The flagship planning policy is one of the last remnants of Liz Truss’ mini-budget after new Chancellor Jeremy Hunt reversed most of the Prime Minister’s tax cuts.
The investment zones have reportedly raised concerns within the Treasury as they could end up costing billions of pounds in lost tax due to corporate rate relief.
Nature activists are worried about the prospect of environmental regulations being relaxed in the areas, while reports indicate that other planning restrictions such as affordable housing numbers and height restrictions could be lifted at the name to attract investment.
Shadow Communities Secretary Lisa Nandy has accused ministers of pushing ahead with the controversial measures without checking whether they ‘will work or not’.

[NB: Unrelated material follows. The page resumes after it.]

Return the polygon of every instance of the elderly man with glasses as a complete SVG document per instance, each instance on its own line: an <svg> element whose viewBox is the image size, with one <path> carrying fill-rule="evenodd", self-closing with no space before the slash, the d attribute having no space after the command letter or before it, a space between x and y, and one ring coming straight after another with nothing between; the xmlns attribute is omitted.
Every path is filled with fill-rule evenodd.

During Communities Questions in the Commons, Ms Nandy pressed Leveling, Housing and Communities Secretary Simon Clarke to share how bids for investment zones will create growth, describing the policy as “the only thing what’s left of this garbage fire of a budget”.
Ms Nandy added: “Can he tell us what his assessment is of the amount of growth they will generate by the end of 2024? And will that be enough to offset the £26billion he and his friends have just added to people’s mortgages?

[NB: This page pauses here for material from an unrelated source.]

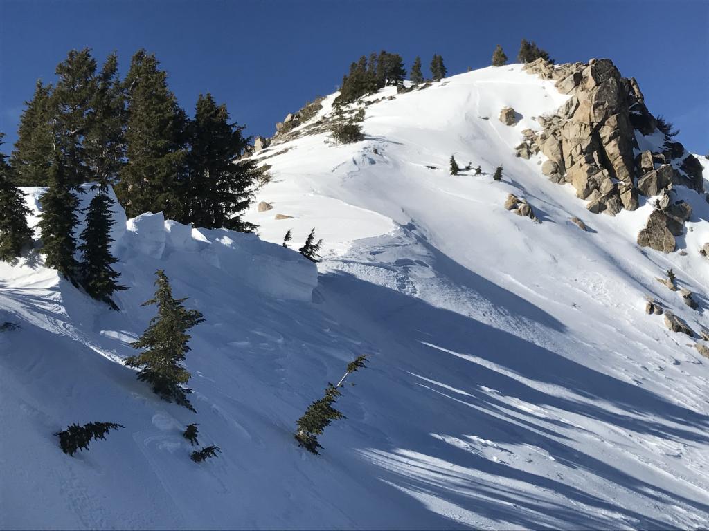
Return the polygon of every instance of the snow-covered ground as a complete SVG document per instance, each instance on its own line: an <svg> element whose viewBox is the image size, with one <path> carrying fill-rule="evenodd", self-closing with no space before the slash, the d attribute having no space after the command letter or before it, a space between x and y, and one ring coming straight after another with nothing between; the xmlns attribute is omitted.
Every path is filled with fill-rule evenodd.
<svg viewBox="0 0 709 531"><path fill-rule="evenodd" d="M0 266L0 321L22 326L0 333L0 527L709 525L709 360L644 311L650 295L709 328L703 196L679 192L693 208L686 256L640 249L647 202L590 214L540 158L515 157L521 130L565 101L552 83L490 67L383 95L362 142L322 134L259 154L288 148L264 159L274 179L257 200L274 210L247 216L263 241L119 212L120 312L36 260ZM484 173L450 175L451 154ZM540 223L504 209L510 192ZM313 227L317 271L280 246ZM654 280L669 267L699 311ZM186 360L196 414L121 363L157 268L206 319ZM296 421L361 353L347 420L308 454ZM62 453L52 434L89 421L125 428ZM190 461L194 422L218 458Z"/></svg>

Mr Clarke said Labour’s understanding was ‘upside down’ as bids to host Investment Zones were still under consideration and no estimates of their success were yet available.
“Oh my word, he didn’t do an assessment, did he?” Ms Nandy replied: ‘It’s literally the only policy they have left, and he hasn’t checked whether it will work or not.’
She added: ‘The truth is, isn’t it, the only thing that’s going up under this government is the size of people’s mortgage payments?
The Communities Secretary said: “I’m afraid she will ask me to assess the impact of the offers we only received on Friday.
‘We offer Investment Zones because they are needed to create jobs, growth and opportunity, and councils can recognize that although unfortunately Labor cannot.’
Mr Clarke also confirmed that “new funds” had been made available to fund the Investment Zones, adding that more details will come in the Chancellor’s budget statement on October 31.
At least 38 upper-level local authorities and municipal authorities were planning to apply for investment zones in their regions before the October 14 application deadline. More than a dozen have confirmed they have applied.
Ms Truss has refused to limit the number of areas to be allowed despite warnings from Treasury officials that they could cost up to £12billion in lost tax, according to the FinancialTimes.